When you factor, you first factor anything out that you can, then cancel the common factors.

ex.

35v – 14

_______

49v

7(5v – 2)

____

49v

Factor out the GCF of the numerator, which means you can pull out a 7 from the top and bottom.

If you do that, you can cancel parts out:

5v – 2

______

7v

See, the 49/7 became 7v in the denominator, and the 5v because it cancelled with the numerator's 7.

That should help you to figure it out, without giving you the exact answer.

When you add in an exponent, you do the same thing, but factor out the exponents too.

For ex.

7f^2+f

______

7f+1

7f^2+f can be broken down into

f times (use parenthesis instead of times around the next part,) 7f+1 over (use / instead of over) 7f+1. So, now you can cancel out the factored expression (7f+1) with the denominator, and you're left with f!

With yours, I'll help you with the first part...the z part.

See if you can figure out the second part of the question you're supposed to answer - the factorization of the y part (part 2).
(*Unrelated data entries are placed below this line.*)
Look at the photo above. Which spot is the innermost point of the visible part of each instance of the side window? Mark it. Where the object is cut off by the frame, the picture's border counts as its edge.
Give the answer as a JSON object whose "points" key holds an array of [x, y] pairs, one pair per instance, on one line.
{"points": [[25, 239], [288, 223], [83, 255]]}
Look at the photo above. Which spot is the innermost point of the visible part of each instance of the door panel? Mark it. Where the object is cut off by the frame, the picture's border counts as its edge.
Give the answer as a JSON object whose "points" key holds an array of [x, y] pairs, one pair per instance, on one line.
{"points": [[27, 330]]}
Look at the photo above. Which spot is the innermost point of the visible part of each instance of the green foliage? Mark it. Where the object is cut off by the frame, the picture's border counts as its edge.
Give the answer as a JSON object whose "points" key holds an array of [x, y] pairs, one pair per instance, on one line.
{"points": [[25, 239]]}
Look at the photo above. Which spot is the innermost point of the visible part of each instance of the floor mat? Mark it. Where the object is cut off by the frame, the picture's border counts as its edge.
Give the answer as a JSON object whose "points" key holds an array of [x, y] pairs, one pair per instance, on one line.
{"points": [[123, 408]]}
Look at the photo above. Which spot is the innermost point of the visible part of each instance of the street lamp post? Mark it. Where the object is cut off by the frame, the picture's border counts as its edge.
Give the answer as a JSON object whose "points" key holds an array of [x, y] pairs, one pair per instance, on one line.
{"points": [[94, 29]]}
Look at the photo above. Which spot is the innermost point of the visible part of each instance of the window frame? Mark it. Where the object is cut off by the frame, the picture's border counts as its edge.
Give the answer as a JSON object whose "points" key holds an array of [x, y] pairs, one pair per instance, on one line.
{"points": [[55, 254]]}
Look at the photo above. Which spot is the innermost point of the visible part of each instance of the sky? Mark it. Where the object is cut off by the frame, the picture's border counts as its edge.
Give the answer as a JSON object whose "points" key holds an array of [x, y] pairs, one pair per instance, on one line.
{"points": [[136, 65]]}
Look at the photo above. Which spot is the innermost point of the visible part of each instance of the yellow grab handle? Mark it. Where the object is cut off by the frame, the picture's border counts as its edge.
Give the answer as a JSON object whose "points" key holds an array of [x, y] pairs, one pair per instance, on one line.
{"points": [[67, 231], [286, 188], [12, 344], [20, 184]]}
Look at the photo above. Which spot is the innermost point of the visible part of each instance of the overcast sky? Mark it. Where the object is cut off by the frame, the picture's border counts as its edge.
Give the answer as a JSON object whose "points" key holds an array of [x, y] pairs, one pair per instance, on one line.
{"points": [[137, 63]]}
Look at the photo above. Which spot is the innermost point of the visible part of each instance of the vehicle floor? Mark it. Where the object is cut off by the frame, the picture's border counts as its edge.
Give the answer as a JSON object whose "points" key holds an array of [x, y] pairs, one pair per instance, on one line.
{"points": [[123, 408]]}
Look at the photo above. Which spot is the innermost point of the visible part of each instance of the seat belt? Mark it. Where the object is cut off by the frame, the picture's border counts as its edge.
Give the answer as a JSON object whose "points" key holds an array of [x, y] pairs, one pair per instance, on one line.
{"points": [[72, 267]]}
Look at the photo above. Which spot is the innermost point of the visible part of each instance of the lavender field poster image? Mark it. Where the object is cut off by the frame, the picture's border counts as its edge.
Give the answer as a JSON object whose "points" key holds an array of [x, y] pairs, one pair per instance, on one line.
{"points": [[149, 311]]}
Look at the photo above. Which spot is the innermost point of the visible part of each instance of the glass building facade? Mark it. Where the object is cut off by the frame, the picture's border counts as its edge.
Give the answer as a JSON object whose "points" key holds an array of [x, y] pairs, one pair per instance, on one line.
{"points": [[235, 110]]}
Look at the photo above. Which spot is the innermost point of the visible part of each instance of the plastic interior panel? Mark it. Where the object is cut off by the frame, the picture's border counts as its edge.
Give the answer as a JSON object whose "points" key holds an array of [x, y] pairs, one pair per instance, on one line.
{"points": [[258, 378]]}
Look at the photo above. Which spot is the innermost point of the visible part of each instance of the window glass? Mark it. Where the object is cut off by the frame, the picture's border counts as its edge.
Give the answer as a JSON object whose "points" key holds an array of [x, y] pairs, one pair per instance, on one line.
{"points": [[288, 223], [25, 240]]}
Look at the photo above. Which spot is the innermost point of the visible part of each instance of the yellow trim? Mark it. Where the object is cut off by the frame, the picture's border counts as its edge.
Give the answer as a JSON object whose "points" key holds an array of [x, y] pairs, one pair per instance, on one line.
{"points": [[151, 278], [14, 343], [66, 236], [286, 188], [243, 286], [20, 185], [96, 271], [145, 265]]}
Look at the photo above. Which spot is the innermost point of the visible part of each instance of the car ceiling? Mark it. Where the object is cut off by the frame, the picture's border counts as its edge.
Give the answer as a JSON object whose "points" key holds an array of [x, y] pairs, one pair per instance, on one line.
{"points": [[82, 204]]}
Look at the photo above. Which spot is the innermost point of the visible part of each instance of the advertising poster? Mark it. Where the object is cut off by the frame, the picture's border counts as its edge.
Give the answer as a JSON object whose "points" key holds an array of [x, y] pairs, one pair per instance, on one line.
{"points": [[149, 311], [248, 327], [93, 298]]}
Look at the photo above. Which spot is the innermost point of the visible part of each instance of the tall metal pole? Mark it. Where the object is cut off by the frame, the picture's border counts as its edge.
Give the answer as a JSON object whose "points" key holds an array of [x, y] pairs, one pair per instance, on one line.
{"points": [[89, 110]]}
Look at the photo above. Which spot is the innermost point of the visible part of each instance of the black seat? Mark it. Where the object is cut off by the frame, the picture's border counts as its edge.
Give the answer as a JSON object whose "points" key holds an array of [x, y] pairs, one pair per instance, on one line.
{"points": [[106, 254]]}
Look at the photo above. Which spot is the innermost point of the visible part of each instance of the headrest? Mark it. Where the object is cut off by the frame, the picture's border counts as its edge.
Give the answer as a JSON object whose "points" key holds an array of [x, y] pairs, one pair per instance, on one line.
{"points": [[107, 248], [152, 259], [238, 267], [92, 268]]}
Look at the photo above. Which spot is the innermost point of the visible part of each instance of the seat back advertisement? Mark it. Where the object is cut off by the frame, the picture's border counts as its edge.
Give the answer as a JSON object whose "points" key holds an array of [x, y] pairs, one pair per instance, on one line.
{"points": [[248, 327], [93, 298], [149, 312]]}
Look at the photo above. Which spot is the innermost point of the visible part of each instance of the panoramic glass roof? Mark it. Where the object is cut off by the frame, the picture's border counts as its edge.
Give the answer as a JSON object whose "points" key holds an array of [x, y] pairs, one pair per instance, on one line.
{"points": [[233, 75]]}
You can factor out a z, so you can cancel both the top and bottom z's, and no, I'm not sleeping...zzzz. ;)

z(z^4)y6/zy^4

The z's cancel out and you end up with z^4(y^2) as the first answer. It's y^2nd power (still part of 1) because you subtract the denominator's exponent from the numerator's exponent (using the like terms...the y's). So...y^6-y^4=y^2. Now, all you have to do is figure out the 2nd part of the question. Be careful, your teacher either goofed or she is trying to snag you, or you wrote out the question incorrectly. You can't factor out a y^5 unless there is a y^5th there...unless, of course, you meant: z^7y^5/zy^4 was the original problem she gave you?